VMware did this thing with 7 where they decided everyone has flash-based san and host-based caching no longer makes sense. Is that the case with your app?
If you can add some local flash storage to a host and add a datastore do it and use that as a baseline for testing. Suddenly you may be able to get a flash based san.
Work toward understanding where your bottlenecks are.
Database usually means transactional which means confirmed writes before returning. In a SAN environment that’s at least 4 round-trips to the SAN. On a spinning rust SAN in this day and age that will be glacial.
You can try a 3rd party i/o filter for esxi 7 that will add back host caching, if you have flash on which to cache in each host, but that makes admins and even consultants nervous because bugs will lead to datastore corruption. It’s safer to test by creating a local flash datastore just to sanity check before heading down that path. Or just put the $ toward a small flash-based san.
Oh really. I’m on 6.7 at the moment and have host-based caching.
It’s read-only and largely ineffective, so far as i can see, but nice of them to add it in vSphere 6 (IIRC) and then kill it next major release.
Been a vSphere admin since 3.5 and it seems that VMware are pretty determined to piss off their customer base with the license shenanigans, forced upgrades to enterprise plus, being dicks to deal with porting licenses within our different subsidiaries, etc.
(e.g., we bought some licenses for a subsidiary, we can’t port them back to the parent company now they’re unused and we host our child company’s stuff, we need to buy again… ffs… going hyperV because spite as much as anything else).
As an aside, at least with the limited testing i’ve done thus far, hyperV seems more performant, too (and given we’re paying for system center for SCCM anyway… SCVMM is free…). The vSphere licenses are paying for 2x as many hosts.
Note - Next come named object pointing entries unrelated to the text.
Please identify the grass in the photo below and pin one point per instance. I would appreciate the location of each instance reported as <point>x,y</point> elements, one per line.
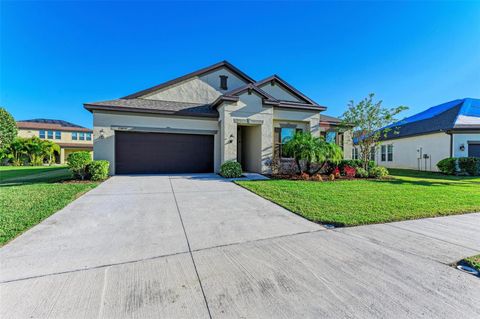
<point>13,172</point>
<point>473,261</point>
<point>25,204</point>
<point>406,195</point>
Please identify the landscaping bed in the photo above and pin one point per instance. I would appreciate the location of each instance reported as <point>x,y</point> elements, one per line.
<point>404,195</point>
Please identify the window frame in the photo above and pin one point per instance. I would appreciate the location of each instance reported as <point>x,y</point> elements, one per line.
<point>383,152</point>
<point>279,144</point>
<point>390,153</point>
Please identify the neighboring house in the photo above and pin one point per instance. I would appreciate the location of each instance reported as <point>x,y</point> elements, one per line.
<point>198,121</point>
<point>451,129</point>
<point>70,137</point>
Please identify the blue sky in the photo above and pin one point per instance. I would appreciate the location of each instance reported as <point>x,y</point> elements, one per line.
<point>57,55</point>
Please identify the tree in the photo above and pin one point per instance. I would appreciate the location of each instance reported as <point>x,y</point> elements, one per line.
<point>369,122</point>
<point>8,128</point>
<point>304,147</point>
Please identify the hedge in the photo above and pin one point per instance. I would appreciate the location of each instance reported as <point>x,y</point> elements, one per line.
<point>460,166</point>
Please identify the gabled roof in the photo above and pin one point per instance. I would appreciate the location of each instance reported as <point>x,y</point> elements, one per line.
<point>154,106</point>
<point>454,115</point>
<point>275,78</point>
<point>208,69</point>
<point>51,124</point>
<point>135,102</point>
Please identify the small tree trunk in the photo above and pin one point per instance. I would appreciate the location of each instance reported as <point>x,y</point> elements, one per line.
<point>297,161</point>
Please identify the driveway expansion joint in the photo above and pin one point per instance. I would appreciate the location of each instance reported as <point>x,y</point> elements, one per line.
<point>190,251</point>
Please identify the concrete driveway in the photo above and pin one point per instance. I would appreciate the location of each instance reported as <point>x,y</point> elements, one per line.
<point>200,247</point>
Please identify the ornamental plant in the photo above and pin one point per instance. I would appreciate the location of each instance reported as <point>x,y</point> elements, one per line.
<point>231,169</point>
<point>312,151</point>
<point>349,171</point>
<point>78,163</point>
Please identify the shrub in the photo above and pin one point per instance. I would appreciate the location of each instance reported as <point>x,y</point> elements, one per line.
<point>98,170</point>
<point>231,169</point>
<point>361,172</point>
<point>349,171</point>
<point>447,166</point>
<point>378,172</point>
<point>469,165</point>
<point>355,163</point>
<point>78,163</point>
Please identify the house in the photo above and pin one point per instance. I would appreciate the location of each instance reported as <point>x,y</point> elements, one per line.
<point>198,121</point>
<point>70,137</point>
<point>447,130</point>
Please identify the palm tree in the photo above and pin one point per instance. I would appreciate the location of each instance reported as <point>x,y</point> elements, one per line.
<point>304,147</point>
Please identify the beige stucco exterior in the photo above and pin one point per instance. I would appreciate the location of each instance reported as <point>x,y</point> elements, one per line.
<point>463,139</point>
<point>249,111</point>
<point>408,152</point>
<point>66,138</point>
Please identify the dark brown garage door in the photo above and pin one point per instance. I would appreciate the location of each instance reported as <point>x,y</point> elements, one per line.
<point>145,153</point>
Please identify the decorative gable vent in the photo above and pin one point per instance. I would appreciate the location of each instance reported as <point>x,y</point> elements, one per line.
<point>223,82</point>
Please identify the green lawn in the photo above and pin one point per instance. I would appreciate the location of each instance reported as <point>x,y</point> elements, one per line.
<point>14,172</point>
<point>407,195</point>
<point>23,205</point>
<point>473,261</point>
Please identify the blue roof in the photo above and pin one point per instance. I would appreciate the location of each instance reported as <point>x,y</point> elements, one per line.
<point>456,114</point>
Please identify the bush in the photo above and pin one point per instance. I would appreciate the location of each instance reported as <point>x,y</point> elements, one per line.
<point>378,172</point>
<point>78,163</point>
<point>469,165</point>
<point>361,172</point>
<point>98,170</point>
<point>447,166</point>
<point>349,171</point>
<point>355,163</point>
<point>231,169</point>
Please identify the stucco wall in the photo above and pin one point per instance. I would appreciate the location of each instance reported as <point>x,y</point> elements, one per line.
<point>202,89</point>
<point>406,151</point>
<point>104,148</point>
<point>249,107</point>
<point>463,138</point>
<point>66,136</point>
<point>279,92</point>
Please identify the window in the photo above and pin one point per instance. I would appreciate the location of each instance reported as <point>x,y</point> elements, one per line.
<point>354,153</point>
<point>372,153</point>
<point>383,149</point>
<point>390,153</point>
<point>283,135</point>
<point>331,137</point>
<point>223,82</point>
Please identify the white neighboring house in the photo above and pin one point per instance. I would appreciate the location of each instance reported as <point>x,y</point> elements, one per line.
<point>451,129</point>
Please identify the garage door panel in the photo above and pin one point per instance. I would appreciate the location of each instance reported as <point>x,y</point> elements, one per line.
<point>145,153</point>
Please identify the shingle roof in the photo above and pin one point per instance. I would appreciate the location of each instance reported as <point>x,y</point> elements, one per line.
<point>50,124</point>
<point>457,114</point>
<point>330,119</point>
<point>155,106</point>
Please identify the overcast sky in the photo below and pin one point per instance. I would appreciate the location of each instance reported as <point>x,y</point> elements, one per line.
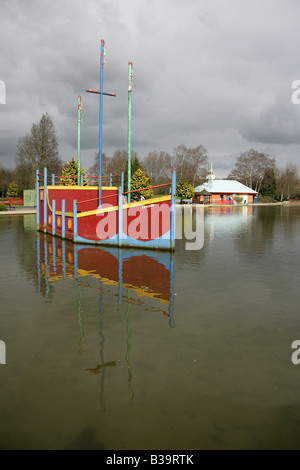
<point>213,72</point>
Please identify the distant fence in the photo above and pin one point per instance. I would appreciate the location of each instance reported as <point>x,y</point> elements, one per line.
<point>29,197</point>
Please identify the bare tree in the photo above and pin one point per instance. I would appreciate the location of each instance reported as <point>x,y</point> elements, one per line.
<point>94,169</point>
<point>37,150</point>
<point>190,163</point>
<point>287,181</point>
<point>251,168</point>
<point>6,177</point>
<point>158,167</point>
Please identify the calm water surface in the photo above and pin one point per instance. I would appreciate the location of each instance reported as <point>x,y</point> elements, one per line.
<point>122,349</point>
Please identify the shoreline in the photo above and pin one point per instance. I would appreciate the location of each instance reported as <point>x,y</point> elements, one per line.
<point>29,210</point>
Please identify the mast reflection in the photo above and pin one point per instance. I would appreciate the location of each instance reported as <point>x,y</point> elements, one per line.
<point>134,272</point>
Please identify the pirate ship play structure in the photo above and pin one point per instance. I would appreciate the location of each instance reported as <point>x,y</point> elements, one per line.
<point>104,214</point>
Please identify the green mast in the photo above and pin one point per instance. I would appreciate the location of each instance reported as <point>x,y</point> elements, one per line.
<point>130,77</point>
<point>78,145</point>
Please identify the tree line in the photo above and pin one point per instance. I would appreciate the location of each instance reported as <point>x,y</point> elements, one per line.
<point>257,170</point>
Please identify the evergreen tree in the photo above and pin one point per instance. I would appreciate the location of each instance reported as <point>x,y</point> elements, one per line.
<point>139,180</point>
<point>69,174</point>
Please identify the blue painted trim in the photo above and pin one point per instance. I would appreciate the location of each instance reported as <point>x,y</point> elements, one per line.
<point>53,217</point>
<point>45,199</point>
<point>63,218</point>
<point>173,208</point>
<point>75,229</point>
<point>120,215</point>
<point>37,200</point>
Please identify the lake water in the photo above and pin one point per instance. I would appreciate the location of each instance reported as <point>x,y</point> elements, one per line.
<point>129,350</point>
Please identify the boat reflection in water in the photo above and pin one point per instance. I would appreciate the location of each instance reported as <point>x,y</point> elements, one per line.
<point>134,273</point>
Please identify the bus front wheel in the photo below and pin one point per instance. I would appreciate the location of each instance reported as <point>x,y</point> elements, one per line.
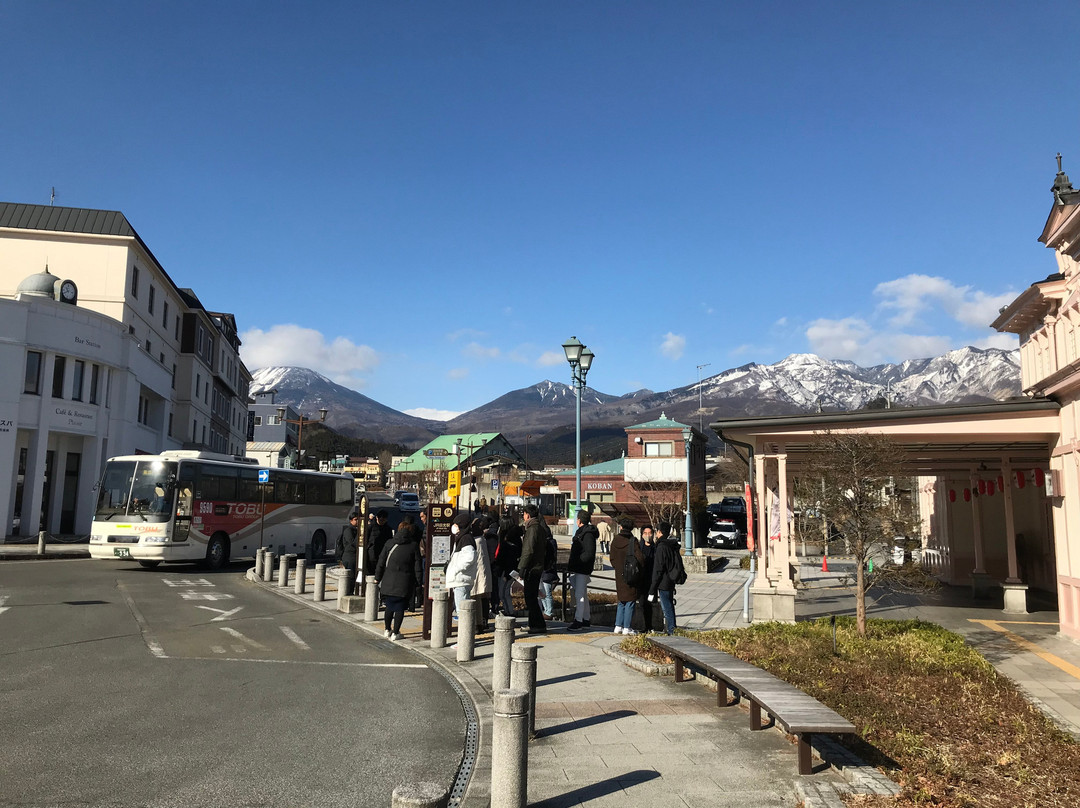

Give xcp-ng a try. You might the surprised at some of the features and migration stuff.
It’s crazy how much faster vsan is but then again maybe not. VMware still leads in features and performance. Often by 10%+ even over hyperv. Hyperv out of the box allows dangerous write back caching in a lot of semi out of the box iscsi scenarios so make sure that’s not actually your perf gains
So many awesome replies, thanks, would be hard for me to quote so many things here.
But we are also v6.7 based as far as i remember.
The hardware specifically is Dell VXRail, so server with built in storage in a configuration where it uses a NVMe for caching and then SSD’s as storage.
I’m not sure what our old VMware cluster is other than it’s a LUN around PowerEdge servers.
We are just surprised that our guests machines doesn’t seem to leverage the cpu(s) properly, like VMware isn’t putting enough to them.
We are trying to gather more stats from our vendor and then taking action from there with our database consultants.
I was just curious if these CPU’s from 19, would make any difference.
If your application inside the guests can make use of advanced CPU features make sure you have raised the clusters EVC level to a point where it supports them.
EVC is a compatibility feature so you can have mixed generations of processor in a cluster but it hobbles all your cores to the lowest feature set. Possibly cutting off advanced cpu features that could help.
Also raise the vm hardware compatibility level to that for 6.7 if the VMs are older or were created with a lesser compatibility level.